Welcome to Planet Moon (excerpt)

He walked into a hallway of this ship, looking for Max. The hallway was illuminated by uncovered glowing tubes on the ceiling, the floors appeared to just be grate coverings. and the walls were a plain dull gray metal. Clearly no luxury ship, but a utilitarian one. His footsteps made a clanking sound as he walked upon the grating, which revealed wires and pipes and other devices lying below the floor. It seemed to him that this was for easy access to repair damaged wiring.

He found Max in the room at the end of the corridor, who was sitting at an information station, and looked to be pondering something. He spoke and stood as Mark approached. “Do you want to take a look at this thing? I’ve been trying to get it to tell me what’s wrong with the engines, and have had no luck at all.”

“Sure,” Mark said and sat down, absorbed by the terminal. After searching through menus for a few moments, he figured out the problem with the engines.

“A common feeder valve is broken. However, it can be replaced. The engine is the same model as the engines on our ship are. I remember at least that, I was always inspecting and performing any needed maintenance on them. If we don’t have any in the stores on this ship, the we might be able to just pull the valve from one of the engines itself on ours. That would require going back outside though.” Mark reported.

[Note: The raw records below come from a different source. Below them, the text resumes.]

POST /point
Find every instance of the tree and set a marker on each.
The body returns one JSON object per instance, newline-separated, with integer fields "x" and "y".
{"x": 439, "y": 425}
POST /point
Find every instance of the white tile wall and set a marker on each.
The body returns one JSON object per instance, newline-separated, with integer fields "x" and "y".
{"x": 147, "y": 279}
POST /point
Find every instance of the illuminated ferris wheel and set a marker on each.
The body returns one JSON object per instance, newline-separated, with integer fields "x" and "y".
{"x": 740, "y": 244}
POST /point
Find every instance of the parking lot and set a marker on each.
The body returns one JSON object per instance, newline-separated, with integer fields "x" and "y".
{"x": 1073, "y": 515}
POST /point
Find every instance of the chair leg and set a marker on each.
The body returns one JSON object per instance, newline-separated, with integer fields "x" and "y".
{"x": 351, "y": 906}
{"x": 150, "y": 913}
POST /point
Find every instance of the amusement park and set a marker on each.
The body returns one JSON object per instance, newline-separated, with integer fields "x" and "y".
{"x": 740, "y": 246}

“Excellent,” Max exclaimed. “Let’s get those parts.”

“Before we do that, I want to take a look at this ship first,” Mark wanted to know what its primary purpose was.

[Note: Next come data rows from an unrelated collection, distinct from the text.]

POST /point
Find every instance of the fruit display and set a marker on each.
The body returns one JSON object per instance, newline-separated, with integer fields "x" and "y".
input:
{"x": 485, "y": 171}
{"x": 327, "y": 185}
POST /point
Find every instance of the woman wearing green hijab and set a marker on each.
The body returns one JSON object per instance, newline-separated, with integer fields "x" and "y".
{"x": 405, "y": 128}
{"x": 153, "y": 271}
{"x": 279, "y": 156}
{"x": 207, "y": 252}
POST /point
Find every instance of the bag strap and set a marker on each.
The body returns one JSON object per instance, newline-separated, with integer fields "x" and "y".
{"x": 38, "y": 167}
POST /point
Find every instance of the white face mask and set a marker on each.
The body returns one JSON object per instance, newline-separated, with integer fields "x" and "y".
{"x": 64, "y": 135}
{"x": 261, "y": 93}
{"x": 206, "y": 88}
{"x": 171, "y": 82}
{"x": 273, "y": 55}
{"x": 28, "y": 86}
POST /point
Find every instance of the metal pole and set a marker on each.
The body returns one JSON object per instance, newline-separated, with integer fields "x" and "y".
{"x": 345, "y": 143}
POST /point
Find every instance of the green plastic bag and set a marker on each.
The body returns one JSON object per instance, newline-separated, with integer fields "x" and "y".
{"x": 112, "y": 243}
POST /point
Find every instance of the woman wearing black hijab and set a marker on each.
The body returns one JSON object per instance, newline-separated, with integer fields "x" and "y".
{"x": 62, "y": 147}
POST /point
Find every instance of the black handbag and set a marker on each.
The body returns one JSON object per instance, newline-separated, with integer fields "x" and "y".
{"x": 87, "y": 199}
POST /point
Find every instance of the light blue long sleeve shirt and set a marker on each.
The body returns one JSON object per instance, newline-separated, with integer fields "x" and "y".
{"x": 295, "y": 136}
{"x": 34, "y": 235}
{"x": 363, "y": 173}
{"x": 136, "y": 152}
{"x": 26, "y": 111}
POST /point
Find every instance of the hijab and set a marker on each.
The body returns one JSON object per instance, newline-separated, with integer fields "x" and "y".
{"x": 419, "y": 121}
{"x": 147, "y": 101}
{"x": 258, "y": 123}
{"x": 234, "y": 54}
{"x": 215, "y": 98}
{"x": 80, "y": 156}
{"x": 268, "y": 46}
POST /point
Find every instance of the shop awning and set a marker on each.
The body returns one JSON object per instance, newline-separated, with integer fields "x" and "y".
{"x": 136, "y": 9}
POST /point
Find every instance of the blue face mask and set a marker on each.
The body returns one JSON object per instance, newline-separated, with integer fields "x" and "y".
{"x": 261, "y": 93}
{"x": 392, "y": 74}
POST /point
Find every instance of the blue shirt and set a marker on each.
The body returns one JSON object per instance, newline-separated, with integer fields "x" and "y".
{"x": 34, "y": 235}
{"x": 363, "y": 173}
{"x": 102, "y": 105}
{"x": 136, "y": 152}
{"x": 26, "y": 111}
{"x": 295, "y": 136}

Turning back the screen, he quickly brought up the ships manifest, and looked for any logs. Unfortunately, no one had left any logs in the ships databanks.

“Looks like this was an escape vessel. This is showing quite a few cryopods in the ship, and only a few living quarters.”

“Cryopods?”

“Yes, escape ships like this one freeze their refugees, since you can pack a lot more of frozen bodies in a close space that you can animated living ones. Not to mention the extra life support functions that would be needed to support more than a skeleton crew of animated people.”

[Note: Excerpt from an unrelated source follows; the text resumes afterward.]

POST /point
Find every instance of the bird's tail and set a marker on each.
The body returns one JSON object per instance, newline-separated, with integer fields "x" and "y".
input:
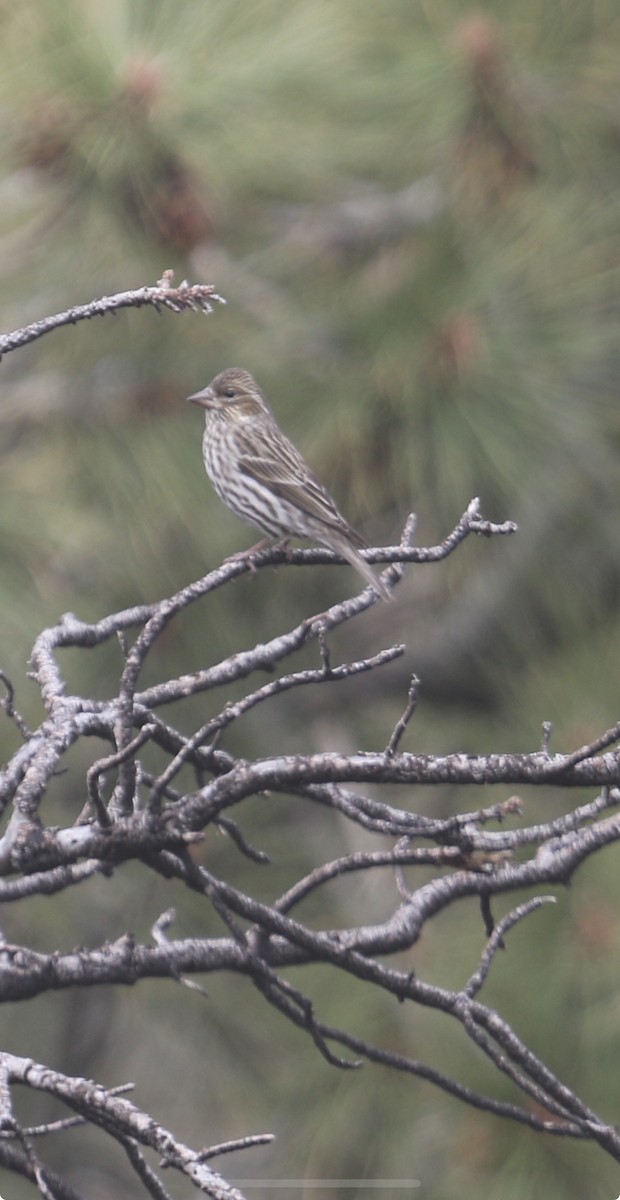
{"x": 348, "y": 551}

“Ah. Right. We should get those spare parts,” Max said. He looked around, and noticed that the room they were in had a very large number of doors. All of them identical. “Do you remember which way we came in?”

“I think it was through the door over there,” Mark put the terminal to standby and stood up. He opened the door to a nondescript hallway, which looked exactly like the one he remembered walking down to get to the computer room. “This way.”